NRK viewing share exceeds 50 per cent as Carlsen retains World Chess title
More than half of the available television audience in Norway watched home favourite Magnus Carlsen win the World Chess Championship for the third successive time on Wednesday.
Carlsen sealed victory over Russian Sergey Karjakin following three weeks of play and a series of tiebreakers in New York, with the final day's action on NRK1, the main channel of Norway's public-service broadcaster, drawing an average 764,000 viewers. That equates to a viewing share of 56 per cent, despite the early-morning finish in Norway.
It was a chess programme audience record for NRK, beating the average 572,000 viewers that watched game 11 of the 2014 world championship when Carlsen sealed his second title.

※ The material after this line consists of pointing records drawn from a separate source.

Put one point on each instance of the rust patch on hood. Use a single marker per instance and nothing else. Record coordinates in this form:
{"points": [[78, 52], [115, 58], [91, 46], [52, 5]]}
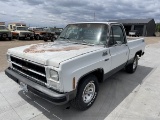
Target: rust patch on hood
{"points": [[41, 48]]}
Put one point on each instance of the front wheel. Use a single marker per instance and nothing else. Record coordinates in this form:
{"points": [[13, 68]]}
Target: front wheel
{"points": [[86, 94], [131, 68]]}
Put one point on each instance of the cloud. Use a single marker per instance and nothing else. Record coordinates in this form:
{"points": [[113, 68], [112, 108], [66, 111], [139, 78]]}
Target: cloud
{"points": [[60, 13]]}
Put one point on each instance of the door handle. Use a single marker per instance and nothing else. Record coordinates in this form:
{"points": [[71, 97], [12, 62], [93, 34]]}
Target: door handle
{"points": [[106, 59]]}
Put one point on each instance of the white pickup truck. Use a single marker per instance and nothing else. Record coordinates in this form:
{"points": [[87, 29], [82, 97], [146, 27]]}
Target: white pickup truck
{"points": [[71, 68]]}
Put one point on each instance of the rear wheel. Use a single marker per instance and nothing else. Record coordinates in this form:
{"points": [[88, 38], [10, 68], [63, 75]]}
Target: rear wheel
{"points": [[37, 37], [10, 38], [86, 94], [131, 68], [17, 37], [31, 38]]}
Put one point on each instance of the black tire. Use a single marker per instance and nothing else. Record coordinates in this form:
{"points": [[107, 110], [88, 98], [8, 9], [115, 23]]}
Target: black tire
{"points": [[131, 68], [17, 37], [31, 38], [10, 38], [83, 100], [37, 37]]}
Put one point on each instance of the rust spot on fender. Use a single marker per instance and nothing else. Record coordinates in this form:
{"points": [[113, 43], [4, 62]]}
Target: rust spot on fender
{"points": [[41, 48]]}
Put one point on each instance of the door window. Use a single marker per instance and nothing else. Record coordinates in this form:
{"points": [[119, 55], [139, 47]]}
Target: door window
{"points": [[117, 35]]}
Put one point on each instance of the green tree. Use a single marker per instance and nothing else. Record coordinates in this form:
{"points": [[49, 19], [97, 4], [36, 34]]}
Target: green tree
{"points": [[158, 27]]}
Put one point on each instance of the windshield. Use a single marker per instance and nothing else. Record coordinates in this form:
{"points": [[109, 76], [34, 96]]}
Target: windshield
{"points": [[2, 28], [21, 28], [38, 29], [91, 33]]}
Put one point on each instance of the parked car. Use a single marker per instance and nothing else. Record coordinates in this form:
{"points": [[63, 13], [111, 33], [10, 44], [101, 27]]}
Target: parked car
{"points": [[4, 32], [71, 68], [52, 34], [39, 33], [20, 31], [134, 33]]}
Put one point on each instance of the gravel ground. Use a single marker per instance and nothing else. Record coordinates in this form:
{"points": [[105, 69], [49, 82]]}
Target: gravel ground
{"points": [[5, 45]]}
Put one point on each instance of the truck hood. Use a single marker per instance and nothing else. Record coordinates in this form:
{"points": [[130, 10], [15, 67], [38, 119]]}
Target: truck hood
{"points": [[52, 53], [2, 31], [22, 31]]}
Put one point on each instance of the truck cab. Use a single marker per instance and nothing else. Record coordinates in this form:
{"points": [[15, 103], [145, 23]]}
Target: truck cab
{"points": [[4, 32], [20, 31], [71, 68]]}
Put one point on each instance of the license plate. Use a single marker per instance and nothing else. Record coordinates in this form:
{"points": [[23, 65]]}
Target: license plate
{"points": [[23, 86]]}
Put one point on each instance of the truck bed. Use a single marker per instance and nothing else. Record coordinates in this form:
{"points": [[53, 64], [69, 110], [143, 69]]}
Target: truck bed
{"points": [[135, 44]]}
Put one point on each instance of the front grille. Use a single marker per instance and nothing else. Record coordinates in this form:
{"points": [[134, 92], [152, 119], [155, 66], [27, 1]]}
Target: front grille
{"points": [[29, 69]]}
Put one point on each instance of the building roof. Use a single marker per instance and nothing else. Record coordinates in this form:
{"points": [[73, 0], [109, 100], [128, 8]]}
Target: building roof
{"points": [[129, 21]]}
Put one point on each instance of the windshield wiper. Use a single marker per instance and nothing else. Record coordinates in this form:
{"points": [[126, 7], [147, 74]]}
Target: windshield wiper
{"points": [[64, 38], [86, 43]]}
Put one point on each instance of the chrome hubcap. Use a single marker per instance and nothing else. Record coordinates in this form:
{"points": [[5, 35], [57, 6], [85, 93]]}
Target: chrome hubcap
{"points": [[88, 92], [135, 64]]}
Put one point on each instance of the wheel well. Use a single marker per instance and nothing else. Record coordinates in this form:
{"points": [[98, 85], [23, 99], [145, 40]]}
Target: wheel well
{"points": [[139, 53], [98, 73]]}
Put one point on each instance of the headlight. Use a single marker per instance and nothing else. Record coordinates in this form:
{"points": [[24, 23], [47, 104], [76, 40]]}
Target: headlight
{"points": [[8, 57], [54, 75]]}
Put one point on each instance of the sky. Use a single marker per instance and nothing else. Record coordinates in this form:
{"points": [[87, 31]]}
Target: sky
{"points": [[59, 13]]}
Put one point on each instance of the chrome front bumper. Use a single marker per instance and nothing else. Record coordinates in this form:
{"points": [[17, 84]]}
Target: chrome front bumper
{"points": [[44, 92]]}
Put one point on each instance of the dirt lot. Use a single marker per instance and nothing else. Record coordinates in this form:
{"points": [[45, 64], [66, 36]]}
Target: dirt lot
{"points": [[5, 45]]}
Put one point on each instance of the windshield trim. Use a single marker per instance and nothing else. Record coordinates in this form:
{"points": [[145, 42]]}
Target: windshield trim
{"points": [[95, 41]]}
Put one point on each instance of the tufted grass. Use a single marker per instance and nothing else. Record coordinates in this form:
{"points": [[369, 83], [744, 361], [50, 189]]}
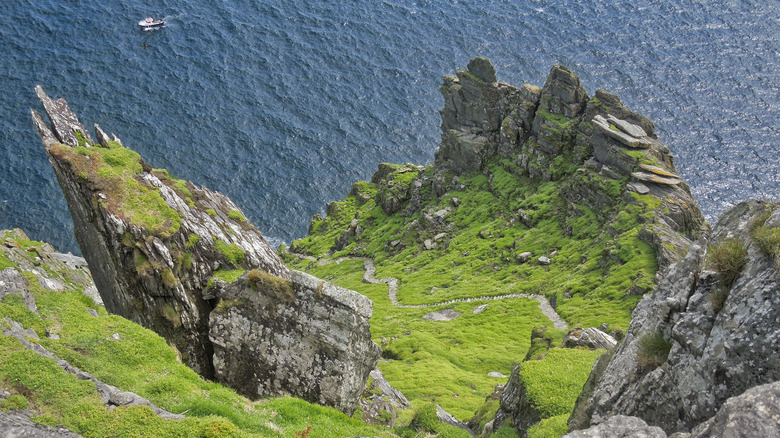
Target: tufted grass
{"points": [[115, 171], [727, 258], [142, 362], [767, 239], [443, 361], [554, 382]]}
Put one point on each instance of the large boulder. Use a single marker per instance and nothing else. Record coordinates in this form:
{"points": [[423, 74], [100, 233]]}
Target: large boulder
{"points": [[157, 247], [152, 242], [301, 336]]}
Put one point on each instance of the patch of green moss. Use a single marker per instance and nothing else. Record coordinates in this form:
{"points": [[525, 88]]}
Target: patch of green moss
{"points": [[553, 383], [281, 287], [596, 258], [142, 362], [236, 216], [115, 171], [232, 252], [228, 275]]}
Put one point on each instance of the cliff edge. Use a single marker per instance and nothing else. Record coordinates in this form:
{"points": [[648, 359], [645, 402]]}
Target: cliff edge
{"points": [[163, 251], [707, 333]]}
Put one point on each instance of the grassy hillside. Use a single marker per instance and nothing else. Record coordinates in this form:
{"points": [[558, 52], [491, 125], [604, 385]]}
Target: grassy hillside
{"points": [[126, 355], [477, 233]]}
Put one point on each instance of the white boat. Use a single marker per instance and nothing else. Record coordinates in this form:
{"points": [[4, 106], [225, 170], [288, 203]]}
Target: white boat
{"points": [[151, 23]]}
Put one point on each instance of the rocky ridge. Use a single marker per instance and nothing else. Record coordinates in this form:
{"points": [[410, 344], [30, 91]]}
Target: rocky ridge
{"points": [[545, 129], [159, 249], [720, 341], [602, 157]]}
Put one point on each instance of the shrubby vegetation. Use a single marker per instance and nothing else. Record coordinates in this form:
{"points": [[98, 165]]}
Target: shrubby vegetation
{"points": [[115, 171], [138, 361], [487, 220]]}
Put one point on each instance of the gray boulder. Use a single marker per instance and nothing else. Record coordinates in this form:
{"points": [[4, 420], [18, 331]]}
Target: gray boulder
{"points": [[592, 338], [755, 413], [303, 336], [619, 426]]}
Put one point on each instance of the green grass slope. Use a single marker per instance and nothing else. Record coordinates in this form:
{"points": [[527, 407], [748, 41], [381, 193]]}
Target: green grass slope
{"points": [[126, 355], [474, 251]]}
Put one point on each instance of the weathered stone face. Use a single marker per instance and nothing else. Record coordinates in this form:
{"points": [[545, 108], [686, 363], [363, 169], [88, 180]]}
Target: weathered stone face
{"points": [[312, 341], [302, 336], [714, 354]]}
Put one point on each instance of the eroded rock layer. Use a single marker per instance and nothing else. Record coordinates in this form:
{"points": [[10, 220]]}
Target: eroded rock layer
{"points": [[720, 339], [302, 336], [547, 129], [159, 249]]}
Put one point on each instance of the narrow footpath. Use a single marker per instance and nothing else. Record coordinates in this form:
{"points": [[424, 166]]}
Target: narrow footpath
{"points": [[392, 290]]}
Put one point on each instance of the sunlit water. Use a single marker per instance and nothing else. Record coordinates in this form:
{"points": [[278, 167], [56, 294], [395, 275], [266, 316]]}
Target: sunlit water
{"points": [[282, 105]]}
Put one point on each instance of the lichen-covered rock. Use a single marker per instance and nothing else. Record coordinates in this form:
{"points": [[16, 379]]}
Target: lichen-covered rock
{"points": [[712, 355], [152, 242], [591, 337], [755, 413], [620, 426], [300, 336], [515, 405], [558, 127]]}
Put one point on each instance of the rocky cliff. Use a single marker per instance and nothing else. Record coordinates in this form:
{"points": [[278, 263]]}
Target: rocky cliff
{"points": [[549, 130], [160, 249], [708, 332], [533, 189]]}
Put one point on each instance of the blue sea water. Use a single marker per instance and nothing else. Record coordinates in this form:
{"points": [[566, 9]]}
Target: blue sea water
{"points": [[282, 105]]}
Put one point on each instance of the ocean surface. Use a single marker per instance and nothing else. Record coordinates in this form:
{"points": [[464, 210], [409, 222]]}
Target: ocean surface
{"points": [[282, 105]]}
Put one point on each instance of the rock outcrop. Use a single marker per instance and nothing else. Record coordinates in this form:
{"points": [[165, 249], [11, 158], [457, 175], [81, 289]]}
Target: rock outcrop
{"points": [[158, 249], [708, 346], [558, 127], [754, 413], [302, 336]]}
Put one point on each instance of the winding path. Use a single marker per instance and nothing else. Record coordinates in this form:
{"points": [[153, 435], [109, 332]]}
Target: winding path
{"points": [[392, 290]]}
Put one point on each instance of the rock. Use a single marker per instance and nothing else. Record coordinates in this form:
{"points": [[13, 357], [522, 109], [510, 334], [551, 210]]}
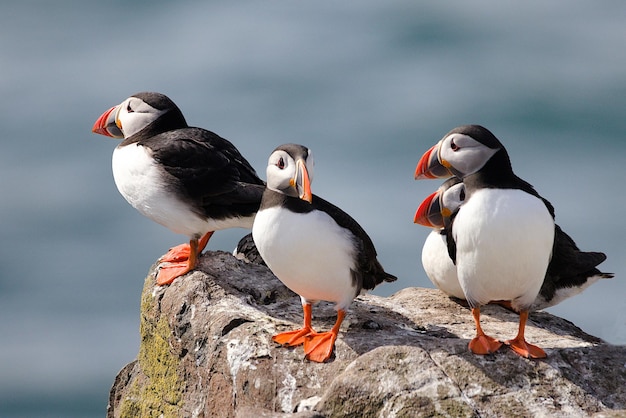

Carlsen and Karjakin were tied after 12 regular games this year. On average, each of the 12 rounds were watched on NRK1 and NRK2 by 200,000 viewers.
Coverage of the World Chess Championship throughout November pushed NRK2's share to 7.7 per cent, up from 5.5 per cent in the comparative 2015 period.
Egil Sundvor, NRK sports editor, said: "The ratings are far above what anyone could imagine, and they show that NRK's chess team has performed the amazing feat to convey the excitement and drama of a game no one quite understands... We must thank Magnus Carlsen... He must take the main responsibility for the Norwegian people having not slept in three weeks."
A year ago, NRK acquired rights to broadcast the World Chess Championships until 2020 in a deal worth a “record” sum and representing the sport’s first-ever long-term media rights deal.
The exclusive agreement is worth a low seven-figure sum, according to Agon, the USA-based chess distribution company run by Russian Ilya Merenzon that markets the rights and organises events on behalf of FIDE, the international chess federation.
Agon has claimed that six million people worldwide followed this year's championships, which it streamed on the World Chess Championship website and in virtual reality via compatible smartphones, tablets and PCS at a charge of $15 per use.